The bad news is that the warrant was issued in Iraq, and almost certainly never be enforced.
The charge is 1st degree murder for the assassination of Iran’s Quds Force commander, Qasem Soleimani, commander of the Iranian Quds force and Abu Mahdi Al-Muhandis, the head of the Iraqi Popular Mobilization Forces (PMF) militia.
Of course, this warrant will never be enforced. If it were, we would see similar warrants issued for every living US President, because assassination has become standard policy here:
The Iraqi supreme court has issued an arrest warrant for former U.S. President Donald Trump for the assassination on Iraqi soil of Iran’s Quds Force commander, Qasem Soleimani, IraqiNews reports, citing a Baghdad news agency.
The warrant was issued on Thursday in connection both with the killing of Soleimani and of another Iraqi militia leader, chief of staff of the Popular Mobilization Forces (PMF) in Iraq–both of whom were killed in a drone strike in January 2020 near the Baghdad airport.
That assassination operation led to Iranian strikes on the Aia Al-Assad U.S. base in Iraq.
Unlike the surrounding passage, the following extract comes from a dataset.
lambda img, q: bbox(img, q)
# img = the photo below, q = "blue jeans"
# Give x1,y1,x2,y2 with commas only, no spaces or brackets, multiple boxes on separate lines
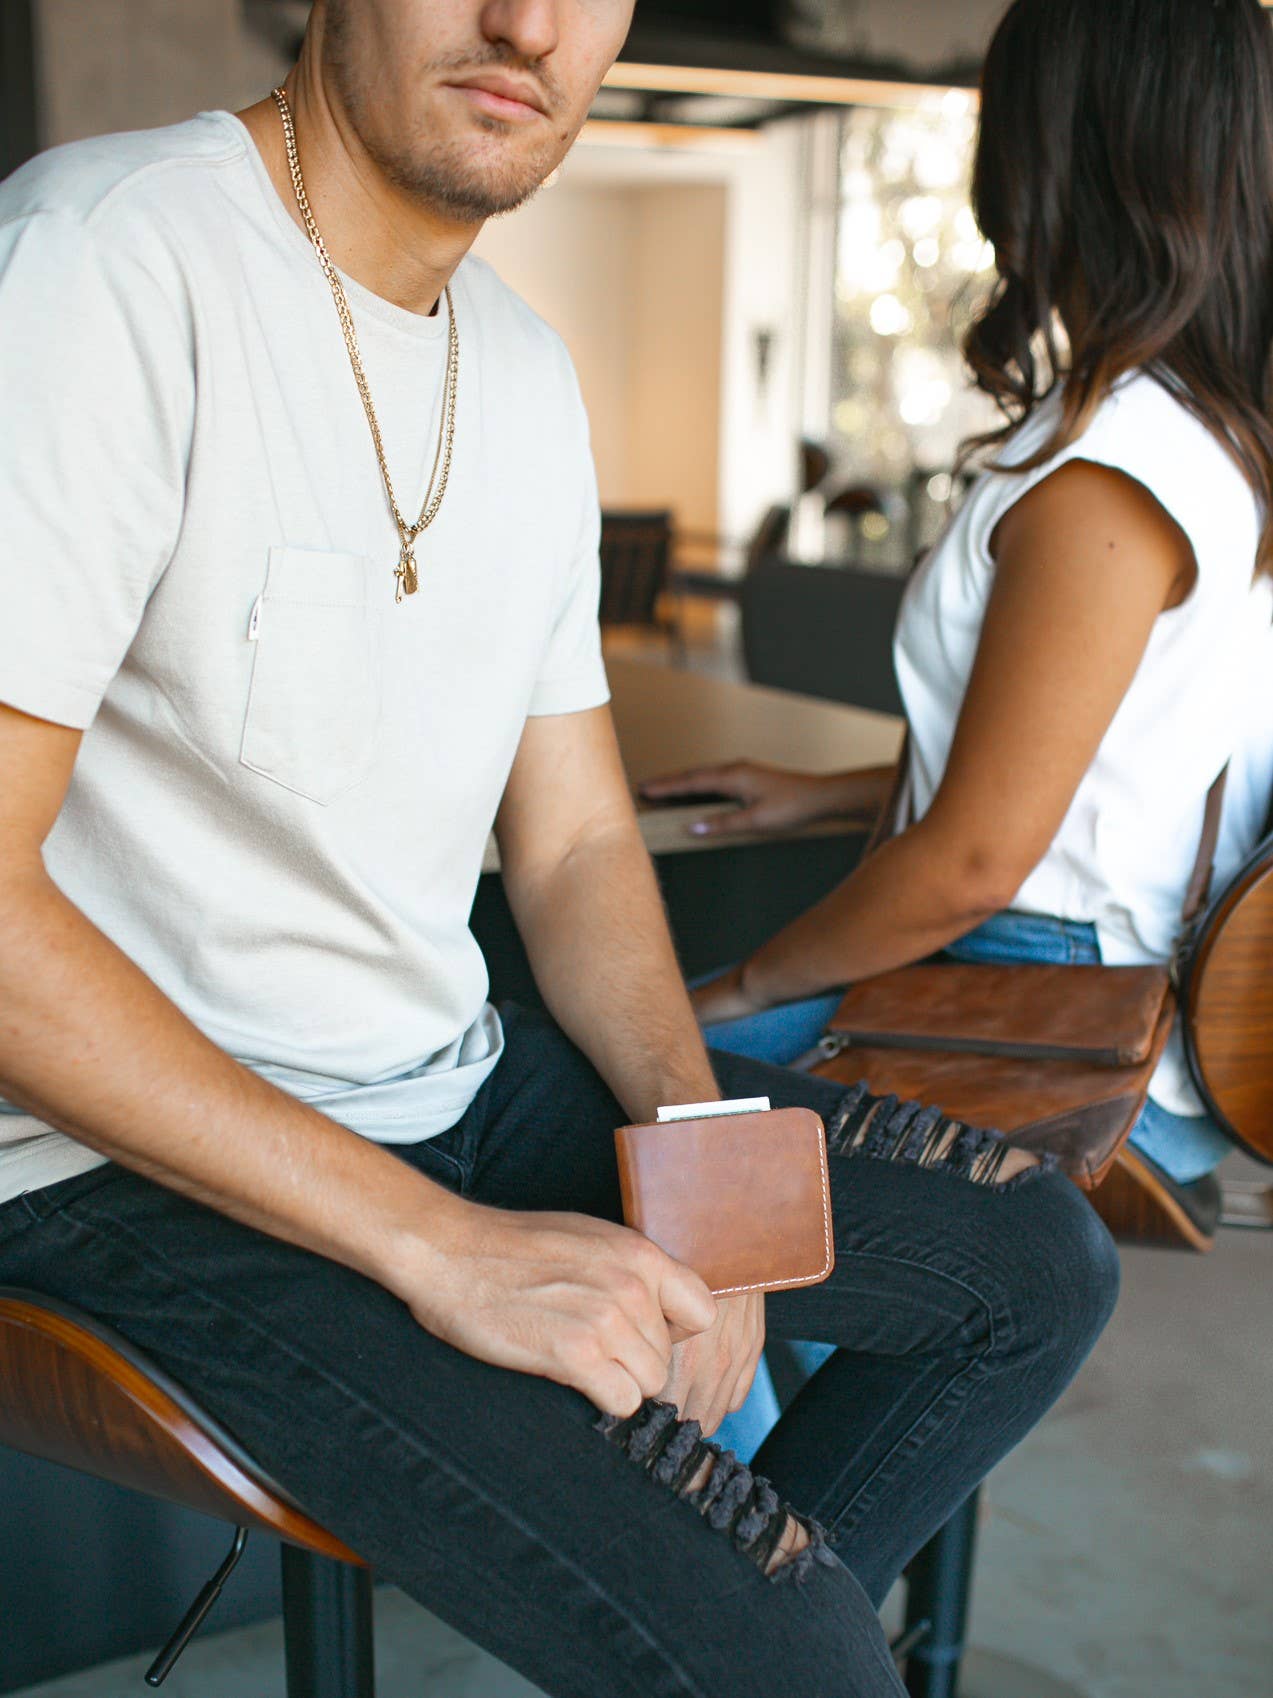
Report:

The arrest warrant charges Trump with premeditated murder. While the warrant is clearly symbolic, a conviction of this nature carries the death penalty.
There is a reason that this behavior has largely been eschewed by civilized nations, and it is not that it appears to be illegal under international law. It is because assassination is inherently an asymmetrical act, and should a foreign government decide to retaliate, they would not have a particularly difficult time engaging in retribution.